So I have managed to automatically de-obfuscate an obfuscated Java project. Remember, there are 2 major challenges in reverse engineering: 1) Understanding the original code flow, and 2) understanding what the original identifier names could have been. My experiment was focused on problem #2. Problem #1 is generally a non-issue in decompiled Java code since Java classes retain so much information about the original code flow.
Are there better approaches for obfuscating Java code?
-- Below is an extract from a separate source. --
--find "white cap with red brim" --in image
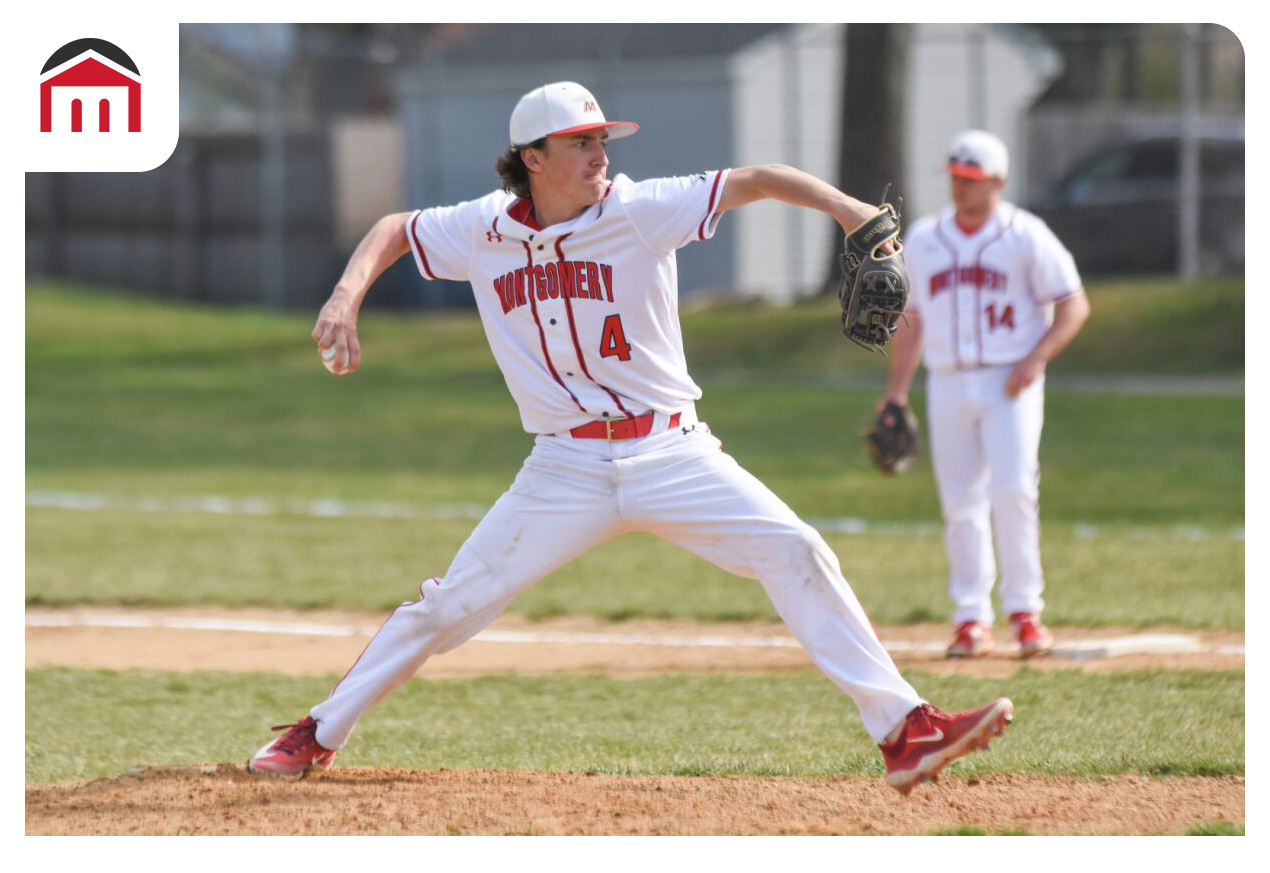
[511,81,639,146]
[947,131,1010,179]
One of my RE colleagues has conjectured that the next level of Java obfuscators will focus on making the bytecode harder to decompile, like making bytecode that simply can not be expressed in Java language. I am not entirely clear of the technical validity of this, or more importantly, the reliability of this (i.e., would the code still work correctly?). However, I can imagine making code a little more scrambled, perhaps by finding switch-case constructs and converting them into large if-then-else constructs. Those are less straightforward to RE than a clean switch-case construct. This could be easier to do in a syntactic pre-processing phase before sending the source code over to the Java compiler.
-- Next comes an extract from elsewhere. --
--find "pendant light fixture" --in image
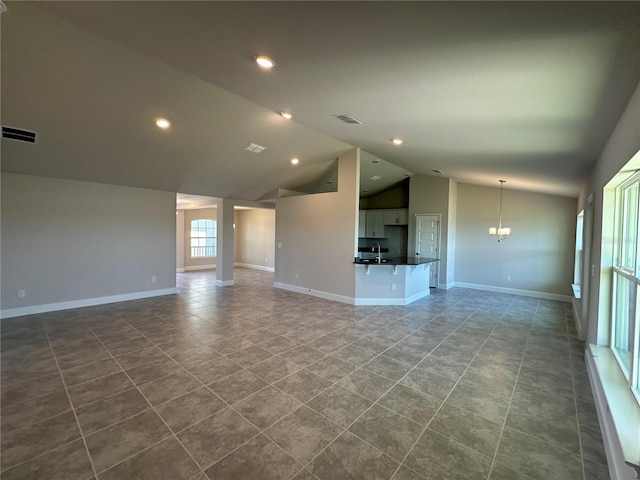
[489,180,511,242]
Also, during the de-obfuscator experiment, I learned that Java does, in fact, have some kind of goto construct by using continue in conjunction with labels. Perhaps this feature could be exploited and subverted in the pre-processing phase to make codeflow harder to follow, as long as the substituted code could still be proven correct.
Oh well, it’s really not my problem to work out the fine details of better obfuscation techniques.
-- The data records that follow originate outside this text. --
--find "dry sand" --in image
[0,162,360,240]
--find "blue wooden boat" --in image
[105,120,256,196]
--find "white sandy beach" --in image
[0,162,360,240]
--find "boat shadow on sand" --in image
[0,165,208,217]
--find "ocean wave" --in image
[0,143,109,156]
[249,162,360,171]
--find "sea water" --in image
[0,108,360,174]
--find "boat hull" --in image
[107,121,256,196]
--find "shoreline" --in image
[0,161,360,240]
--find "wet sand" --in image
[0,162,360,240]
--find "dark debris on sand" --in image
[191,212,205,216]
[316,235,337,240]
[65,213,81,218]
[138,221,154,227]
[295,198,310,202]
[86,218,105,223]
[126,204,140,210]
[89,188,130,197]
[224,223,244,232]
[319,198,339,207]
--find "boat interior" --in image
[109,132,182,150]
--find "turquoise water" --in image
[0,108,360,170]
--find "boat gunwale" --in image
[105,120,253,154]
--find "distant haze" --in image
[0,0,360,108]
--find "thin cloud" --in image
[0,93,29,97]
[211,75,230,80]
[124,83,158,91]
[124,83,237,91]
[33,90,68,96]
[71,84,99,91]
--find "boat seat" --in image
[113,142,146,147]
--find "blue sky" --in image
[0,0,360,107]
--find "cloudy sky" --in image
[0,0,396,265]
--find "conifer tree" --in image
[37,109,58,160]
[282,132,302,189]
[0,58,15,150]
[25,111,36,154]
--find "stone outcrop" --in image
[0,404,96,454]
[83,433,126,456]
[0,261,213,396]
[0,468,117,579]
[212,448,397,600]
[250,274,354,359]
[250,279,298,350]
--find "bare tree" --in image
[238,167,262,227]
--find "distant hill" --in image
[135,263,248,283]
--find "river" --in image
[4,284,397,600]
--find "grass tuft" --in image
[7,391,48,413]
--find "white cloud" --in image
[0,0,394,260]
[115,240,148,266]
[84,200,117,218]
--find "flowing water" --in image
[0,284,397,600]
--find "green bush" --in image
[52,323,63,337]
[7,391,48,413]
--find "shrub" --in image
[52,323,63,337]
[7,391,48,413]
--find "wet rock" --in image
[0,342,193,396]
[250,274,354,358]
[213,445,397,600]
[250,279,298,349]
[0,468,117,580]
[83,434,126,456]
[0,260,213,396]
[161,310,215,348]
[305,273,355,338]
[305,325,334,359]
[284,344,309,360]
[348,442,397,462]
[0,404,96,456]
However, I see that On2 has been hard at work on the problem. When I decompiled an earlier version of their Java-based VP6 decoder, the source code contained over 35 unique data tables. The purposes of several were very obvious (bitmasks, frame maps, dequantizers, prediction coordinates). However, in their latest VP6 Java applet version, On2 has apparently managed to combine all the data tables into some kind of unholy mega-datatable. The de-obfuscated table is called jumpingSpider[] and contains line after line of disjointed, apparently unrelated numbers:
private static final int jumpingSpider[] = { 0x41030, 0x81438b26, 0x8e180011, 0x1112345b, 0, 0, 0, 0, 0, 0, 0, 0, 0, 0, 0, 0, 0, 9, 0xf0000000, 0, 2330, 0x50000000, 0, 0x8c94a, 0xd0000000, 0, 0x878c9bb, 0, 8, ...
The code uses a function ironically renamed by the de-obfuscator as streamline() to unpack various pieces of this table into working data tables. For example, to initialize a variable determined to be the dezigzag matrix for IDCT operations:
streamline(dezigzagMatrix, 0, -7, 4);
Somehow, the function unpacks information from the mega-datatable into a number of smaller arrays.
So there you have another possible method for thwarting the intrepid reverse engineer. Provided, of course, that they do not have access to an earlier version of the software that did not use this technique.